Las estrategias que planteaba el artículo original —diversificación, activos defensivos, mantener liquidez, priorizar sectores resistentes, pensar en el largo plazo— no han perdido vigencia con lo ocurrido desde entonces; si acaso, el propio patrón de «señales de alarma que no se traducen en recesión inmediata» refuerza la idea de que la preparación estructural importa más que intentar cronometrar el próximo movimiento exacto del ciclo económico.

Lo que este patrón de falsas alarmas (hasta ahora) enseña de verdad

A mi juicio, el dato más valioso de repasar estos últimos años no es ninguna cifra de probabilidad concreta, sino la confirmación de que incluso los indicadores con mejor historial —la curva de rendimientos lleva prediciendo correctamente cada recesión desde los años 70— pueden activarse con años de antelación respecto al momento real en que el escenario se materializa, si es que llega a materializarse. Esto no es una razón para ignorar estas señales, pero sí para tratarlas como lo que son: indicadores de riesgo elevado, no cronómetros precisos. La probabilidad del 33% que estima Fairweather para 2026 resume bien esa posición intermedia — ni alarmismo, ni complacencia.

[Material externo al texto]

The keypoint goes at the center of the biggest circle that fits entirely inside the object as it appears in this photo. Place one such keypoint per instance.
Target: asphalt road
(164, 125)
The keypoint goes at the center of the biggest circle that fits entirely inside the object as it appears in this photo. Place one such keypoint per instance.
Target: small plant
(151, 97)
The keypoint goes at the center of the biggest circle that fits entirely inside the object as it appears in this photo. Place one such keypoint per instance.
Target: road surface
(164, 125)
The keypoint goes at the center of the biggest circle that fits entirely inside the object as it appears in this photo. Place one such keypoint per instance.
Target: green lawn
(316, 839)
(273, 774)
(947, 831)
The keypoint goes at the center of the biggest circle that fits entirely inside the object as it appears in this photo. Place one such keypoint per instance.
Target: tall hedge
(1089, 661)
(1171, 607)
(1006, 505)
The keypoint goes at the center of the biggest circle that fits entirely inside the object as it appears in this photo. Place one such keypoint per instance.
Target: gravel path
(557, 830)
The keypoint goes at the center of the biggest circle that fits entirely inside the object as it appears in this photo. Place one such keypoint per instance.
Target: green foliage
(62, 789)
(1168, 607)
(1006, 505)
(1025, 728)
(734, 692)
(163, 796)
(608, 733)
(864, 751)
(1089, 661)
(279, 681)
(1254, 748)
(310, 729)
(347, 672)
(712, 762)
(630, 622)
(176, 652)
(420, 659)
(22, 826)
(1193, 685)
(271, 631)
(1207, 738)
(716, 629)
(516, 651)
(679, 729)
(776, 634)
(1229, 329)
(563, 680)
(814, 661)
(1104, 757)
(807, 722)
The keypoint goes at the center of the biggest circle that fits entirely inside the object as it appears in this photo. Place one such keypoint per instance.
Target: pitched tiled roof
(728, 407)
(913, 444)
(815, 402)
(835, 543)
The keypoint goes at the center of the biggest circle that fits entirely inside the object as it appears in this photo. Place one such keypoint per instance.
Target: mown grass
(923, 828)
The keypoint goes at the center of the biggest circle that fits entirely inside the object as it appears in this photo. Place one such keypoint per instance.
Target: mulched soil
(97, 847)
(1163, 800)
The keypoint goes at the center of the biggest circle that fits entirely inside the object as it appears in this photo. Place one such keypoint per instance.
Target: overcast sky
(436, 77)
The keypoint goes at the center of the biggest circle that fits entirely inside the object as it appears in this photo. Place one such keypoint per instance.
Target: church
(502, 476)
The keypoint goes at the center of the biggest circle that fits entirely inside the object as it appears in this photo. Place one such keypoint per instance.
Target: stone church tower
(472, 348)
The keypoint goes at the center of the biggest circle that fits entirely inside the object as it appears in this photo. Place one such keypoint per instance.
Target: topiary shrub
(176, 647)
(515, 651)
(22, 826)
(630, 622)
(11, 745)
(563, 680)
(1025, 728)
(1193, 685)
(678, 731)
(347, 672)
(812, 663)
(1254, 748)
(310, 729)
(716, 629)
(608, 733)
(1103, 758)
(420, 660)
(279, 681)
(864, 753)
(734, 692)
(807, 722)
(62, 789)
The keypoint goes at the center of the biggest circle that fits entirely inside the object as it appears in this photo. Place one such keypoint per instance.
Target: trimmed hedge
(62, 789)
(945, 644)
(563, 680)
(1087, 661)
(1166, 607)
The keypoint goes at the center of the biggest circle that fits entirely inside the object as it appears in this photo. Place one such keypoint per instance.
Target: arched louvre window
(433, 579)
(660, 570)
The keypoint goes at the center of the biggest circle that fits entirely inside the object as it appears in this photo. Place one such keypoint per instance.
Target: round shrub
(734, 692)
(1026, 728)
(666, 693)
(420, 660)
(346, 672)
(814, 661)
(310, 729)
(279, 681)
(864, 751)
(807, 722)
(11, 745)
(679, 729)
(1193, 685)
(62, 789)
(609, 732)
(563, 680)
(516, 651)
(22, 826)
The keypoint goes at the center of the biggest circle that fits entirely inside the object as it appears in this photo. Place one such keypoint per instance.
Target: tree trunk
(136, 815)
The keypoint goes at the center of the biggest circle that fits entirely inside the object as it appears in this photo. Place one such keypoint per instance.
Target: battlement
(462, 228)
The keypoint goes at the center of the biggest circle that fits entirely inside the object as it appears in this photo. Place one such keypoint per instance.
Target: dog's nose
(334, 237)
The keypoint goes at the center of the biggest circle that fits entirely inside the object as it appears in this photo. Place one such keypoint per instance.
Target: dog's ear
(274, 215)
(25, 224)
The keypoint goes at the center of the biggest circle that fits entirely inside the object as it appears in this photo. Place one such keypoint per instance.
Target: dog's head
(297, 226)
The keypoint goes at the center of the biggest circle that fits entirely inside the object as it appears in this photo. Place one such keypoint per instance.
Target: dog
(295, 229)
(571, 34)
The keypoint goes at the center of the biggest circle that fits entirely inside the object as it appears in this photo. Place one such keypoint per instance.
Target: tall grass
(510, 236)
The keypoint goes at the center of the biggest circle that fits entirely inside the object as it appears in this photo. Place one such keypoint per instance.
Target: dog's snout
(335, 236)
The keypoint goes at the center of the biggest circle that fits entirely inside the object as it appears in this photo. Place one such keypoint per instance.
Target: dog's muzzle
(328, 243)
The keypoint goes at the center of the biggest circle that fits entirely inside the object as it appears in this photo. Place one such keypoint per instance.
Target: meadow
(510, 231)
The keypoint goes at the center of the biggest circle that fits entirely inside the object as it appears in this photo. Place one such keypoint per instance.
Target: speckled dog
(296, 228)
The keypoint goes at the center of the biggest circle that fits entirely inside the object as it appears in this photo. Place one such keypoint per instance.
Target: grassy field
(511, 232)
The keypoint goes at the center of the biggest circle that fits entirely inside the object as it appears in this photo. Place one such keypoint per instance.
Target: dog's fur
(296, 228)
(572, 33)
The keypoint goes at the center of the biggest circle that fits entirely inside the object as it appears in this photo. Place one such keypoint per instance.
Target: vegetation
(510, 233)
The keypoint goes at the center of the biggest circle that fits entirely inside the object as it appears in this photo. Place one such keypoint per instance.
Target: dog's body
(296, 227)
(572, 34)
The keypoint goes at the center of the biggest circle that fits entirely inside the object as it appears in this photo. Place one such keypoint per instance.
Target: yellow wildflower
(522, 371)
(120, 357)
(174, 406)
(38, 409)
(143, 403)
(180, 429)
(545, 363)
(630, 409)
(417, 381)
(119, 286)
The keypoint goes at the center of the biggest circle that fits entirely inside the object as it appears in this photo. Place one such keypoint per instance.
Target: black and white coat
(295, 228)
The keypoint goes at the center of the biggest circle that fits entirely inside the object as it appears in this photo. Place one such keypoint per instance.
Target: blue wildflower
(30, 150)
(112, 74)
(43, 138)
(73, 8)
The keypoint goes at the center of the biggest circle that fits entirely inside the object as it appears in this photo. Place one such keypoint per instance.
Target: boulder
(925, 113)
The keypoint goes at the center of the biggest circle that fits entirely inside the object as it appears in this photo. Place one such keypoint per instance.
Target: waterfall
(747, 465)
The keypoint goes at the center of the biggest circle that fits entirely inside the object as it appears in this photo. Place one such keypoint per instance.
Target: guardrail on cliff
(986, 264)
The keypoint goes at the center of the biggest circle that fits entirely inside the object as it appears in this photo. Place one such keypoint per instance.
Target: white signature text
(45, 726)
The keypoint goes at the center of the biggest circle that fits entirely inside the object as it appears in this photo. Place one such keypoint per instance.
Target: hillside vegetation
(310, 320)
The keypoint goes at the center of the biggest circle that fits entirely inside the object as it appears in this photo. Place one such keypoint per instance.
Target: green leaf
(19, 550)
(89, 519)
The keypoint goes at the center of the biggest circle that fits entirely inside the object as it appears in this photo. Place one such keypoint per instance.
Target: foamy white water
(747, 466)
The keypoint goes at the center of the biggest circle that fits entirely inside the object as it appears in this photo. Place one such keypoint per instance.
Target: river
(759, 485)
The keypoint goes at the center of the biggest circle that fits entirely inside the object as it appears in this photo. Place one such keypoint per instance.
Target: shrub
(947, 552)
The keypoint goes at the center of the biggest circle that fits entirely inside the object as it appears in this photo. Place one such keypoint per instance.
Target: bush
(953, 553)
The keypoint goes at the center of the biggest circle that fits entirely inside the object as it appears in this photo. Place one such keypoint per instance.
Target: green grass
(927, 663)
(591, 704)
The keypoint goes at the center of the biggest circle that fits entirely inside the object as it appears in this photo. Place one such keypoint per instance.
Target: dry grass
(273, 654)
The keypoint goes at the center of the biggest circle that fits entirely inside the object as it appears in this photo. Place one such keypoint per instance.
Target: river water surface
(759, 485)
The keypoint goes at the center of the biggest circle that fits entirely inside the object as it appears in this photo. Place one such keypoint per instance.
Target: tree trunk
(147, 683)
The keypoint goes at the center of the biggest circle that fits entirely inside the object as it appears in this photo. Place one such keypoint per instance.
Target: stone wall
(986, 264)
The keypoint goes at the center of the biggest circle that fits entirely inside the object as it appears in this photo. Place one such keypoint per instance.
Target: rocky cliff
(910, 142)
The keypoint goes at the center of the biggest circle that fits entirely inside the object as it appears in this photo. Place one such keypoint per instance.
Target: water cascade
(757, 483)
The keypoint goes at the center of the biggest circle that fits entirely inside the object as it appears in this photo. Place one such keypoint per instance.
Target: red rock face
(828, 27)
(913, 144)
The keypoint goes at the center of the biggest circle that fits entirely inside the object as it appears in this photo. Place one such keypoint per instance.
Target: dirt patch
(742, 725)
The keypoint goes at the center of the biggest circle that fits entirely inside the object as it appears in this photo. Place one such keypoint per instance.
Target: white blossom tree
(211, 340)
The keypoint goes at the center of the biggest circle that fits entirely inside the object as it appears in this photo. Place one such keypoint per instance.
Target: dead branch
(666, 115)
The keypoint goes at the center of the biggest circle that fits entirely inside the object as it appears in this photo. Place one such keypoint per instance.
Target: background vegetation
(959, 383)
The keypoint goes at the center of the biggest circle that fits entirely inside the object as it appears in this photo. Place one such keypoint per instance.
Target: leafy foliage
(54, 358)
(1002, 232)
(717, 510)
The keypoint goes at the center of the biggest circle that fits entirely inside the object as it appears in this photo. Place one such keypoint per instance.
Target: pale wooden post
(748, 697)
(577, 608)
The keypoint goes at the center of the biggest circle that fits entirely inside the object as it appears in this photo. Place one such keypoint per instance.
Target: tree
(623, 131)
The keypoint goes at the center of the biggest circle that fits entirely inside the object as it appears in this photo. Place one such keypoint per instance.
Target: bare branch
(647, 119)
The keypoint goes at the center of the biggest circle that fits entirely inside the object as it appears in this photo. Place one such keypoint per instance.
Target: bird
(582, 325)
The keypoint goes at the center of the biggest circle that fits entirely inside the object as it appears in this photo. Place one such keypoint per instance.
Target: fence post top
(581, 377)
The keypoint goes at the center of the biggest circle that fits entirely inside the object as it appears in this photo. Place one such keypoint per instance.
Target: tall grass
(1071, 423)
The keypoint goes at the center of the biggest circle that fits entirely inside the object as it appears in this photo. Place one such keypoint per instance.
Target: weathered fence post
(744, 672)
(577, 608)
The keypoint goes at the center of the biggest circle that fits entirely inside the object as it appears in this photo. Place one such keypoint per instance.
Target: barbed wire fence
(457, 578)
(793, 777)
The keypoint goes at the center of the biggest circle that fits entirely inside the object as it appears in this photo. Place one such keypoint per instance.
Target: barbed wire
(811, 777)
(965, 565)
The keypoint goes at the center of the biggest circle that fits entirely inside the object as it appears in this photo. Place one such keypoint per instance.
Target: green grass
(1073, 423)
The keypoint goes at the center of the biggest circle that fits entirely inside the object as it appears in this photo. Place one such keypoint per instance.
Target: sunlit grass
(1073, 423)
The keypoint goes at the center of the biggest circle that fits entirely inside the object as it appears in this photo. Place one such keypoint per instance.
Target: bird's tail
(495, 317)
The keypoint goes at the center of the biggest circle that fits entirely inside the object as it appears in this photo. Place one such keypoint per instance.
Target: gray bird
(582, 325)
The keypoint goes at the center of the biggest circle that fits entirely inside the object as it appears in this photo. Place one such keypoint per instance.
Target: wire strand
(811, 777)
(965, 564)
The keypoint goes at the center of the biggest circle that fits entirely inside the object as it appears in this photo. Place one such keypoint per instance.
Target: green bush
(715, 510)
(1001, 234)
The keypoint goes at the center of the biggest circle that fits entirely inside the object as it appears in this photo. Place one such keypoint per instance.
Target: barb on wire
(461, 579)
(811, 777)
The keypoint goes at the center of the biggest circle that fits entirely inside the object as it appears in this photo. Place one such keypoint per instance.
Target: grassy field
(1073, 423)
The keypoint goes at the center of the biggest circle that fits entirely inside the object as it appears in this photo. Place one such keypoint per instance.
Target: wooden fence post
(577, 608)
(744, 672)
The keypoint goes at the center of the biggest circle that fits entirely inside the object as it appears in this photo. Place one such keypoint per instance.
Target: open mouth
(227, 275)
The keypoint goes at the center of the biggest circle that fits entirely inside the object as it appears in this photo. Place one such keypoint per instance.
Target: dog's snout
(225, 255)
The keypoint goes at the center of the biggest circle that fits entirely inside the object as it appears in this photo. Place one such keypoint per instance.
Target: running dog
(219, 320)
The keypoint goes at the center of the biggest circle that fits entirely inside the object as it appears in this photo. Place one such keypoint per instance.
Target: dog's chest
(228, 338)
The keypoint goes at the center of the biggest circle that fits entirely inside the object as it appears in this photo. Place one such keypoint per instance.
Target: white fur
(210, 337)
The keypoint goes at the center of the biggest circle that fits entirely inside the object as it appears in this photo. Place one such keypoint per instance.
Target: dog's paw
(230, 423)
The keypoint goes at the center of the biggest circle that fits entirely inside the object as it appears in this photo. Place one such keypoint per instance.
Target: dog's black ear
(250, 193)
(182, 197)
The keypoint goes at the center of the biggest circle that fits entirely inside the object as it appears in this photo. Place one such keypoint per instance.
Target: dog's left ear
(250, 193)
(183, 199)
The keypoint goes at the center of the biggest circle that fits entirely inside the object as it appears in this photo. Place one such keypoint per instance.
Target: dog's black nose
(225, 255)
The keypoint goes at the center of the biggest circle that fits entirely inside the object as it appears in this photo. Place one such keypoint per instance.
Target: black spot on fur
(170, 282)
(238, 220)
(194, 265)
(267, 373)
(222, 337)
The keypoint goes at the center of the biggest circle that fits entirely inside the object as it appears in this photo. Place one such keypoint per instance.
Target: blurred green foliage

La lección que se repite, con más datos cada año que pasa

Hablar de recesión en 2026 exige el mismo equilibrio que planteaba el artículo original hace meses: ni ignorar señales con un historial tan sólido como la curva de rendimientos o la regla de Sahm, ni asumir que su activación garantiza una fecha concreta de llegada. Lo que sí ha quedado más claro con el paso de este último año es que el mercado laboral —no solo los indicadores financieros clásicos— merece una atención igual o mayor, porque es ahí donde la tensión económica real parece estar acumulándose de forma más tangible para millones de personas, aunque los grandes indicadores agregados sigan sin confirmar formalmente una recesión.

Este artículo tiene fines informativos y educativos, no constituye asesoramiento financiero personalizado.

Fuentes: El Financiero (Bloomberg Businessweek), Estrategias de Inversión, TradingEconomics.